What are the advantages of the PostgreSQL search plug-in 07/02 Update SLTechnology News&Howtos

What are the advantages of the PostgreSQL search plug-in

2025-07-02 Update From: SLTechnology News&Howtos shulou NAV: SLTechnology News&Howtos > Database >

Shulou(Shulou.com)05/31 Report--

This article focuses on "what are the advantages of the PostgreSQL search plug-in", interested friends may wish to take a look. The method introduced in this paper is simple, fast and practical. Let's let the editor take you to learn "what are the advantages of the PostgreSQL search plug-in?"

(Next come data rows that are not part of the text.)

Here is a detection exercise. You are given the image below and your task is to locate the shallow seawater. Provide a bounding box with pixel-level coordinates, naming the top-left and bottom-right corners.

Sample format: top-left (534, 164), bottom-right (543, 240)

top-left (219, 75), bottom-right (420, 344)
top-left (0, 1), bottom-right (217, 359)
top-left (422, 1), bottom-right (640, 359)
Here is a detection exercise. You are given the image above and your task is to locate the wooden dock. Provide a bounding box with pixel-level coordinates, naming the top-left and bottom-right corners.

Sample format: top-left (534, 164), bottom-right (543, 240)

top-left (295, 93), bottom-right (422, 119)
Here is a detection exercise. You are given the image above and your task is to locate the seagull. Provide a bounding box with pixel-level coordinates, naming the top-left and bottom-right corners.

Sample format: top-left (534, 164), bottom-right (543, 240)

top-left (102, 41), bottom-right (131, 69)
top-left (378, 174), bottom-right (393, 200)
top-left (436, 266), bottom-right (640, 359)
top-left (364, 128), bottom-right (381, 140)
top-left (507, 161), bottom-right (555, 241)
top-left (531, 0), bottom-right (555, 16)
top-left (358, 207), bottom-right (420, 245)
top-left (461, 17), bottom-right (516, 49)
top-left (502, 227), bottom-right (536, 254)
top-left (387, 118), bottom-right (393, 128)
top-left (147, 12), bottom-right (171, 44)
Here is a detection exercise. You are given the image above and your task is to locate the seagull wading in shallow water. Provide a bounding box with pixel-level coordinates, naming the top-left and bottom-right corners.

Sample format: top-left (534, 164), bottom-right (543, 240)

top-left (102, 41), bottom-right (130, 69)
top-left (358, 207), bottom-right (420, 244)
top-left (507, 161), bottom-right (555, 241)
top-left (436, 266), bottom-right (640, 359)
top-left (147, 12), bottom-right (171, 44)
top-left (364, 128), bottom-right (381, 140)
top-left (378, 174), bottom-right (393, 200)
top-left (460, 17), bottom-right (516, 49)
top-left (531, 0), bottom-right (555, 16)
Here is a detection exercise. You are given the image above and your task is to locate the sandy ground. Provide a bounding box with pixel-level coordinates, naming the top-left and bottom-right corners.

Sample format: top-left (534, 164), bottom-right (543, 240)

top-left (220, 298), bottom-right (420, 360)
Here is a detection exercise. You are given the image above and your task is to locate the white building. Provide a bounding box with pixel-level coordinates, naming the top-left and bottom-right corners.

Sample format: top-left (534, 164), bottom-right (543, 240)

Git clone https://github.com/postgrespro/rum cd rum. / var/lib/pgsql/.bash_profile USE_PGXS=1 make USE_PGXS=1 make install create extension rum

1. UDF API for generating random floating-point arrays

Create or replace function gen_rand_float4 (int,int) returns float4 [] as $$select array (select (random () * $1):: float4 from generate_series (1meme 2)); $$language sql strict

2. Build a table and index

Create unlogged table t_rum (id int primary key, arr float4 []); create index idx_t_rum_1 on t_rum using rum (arr)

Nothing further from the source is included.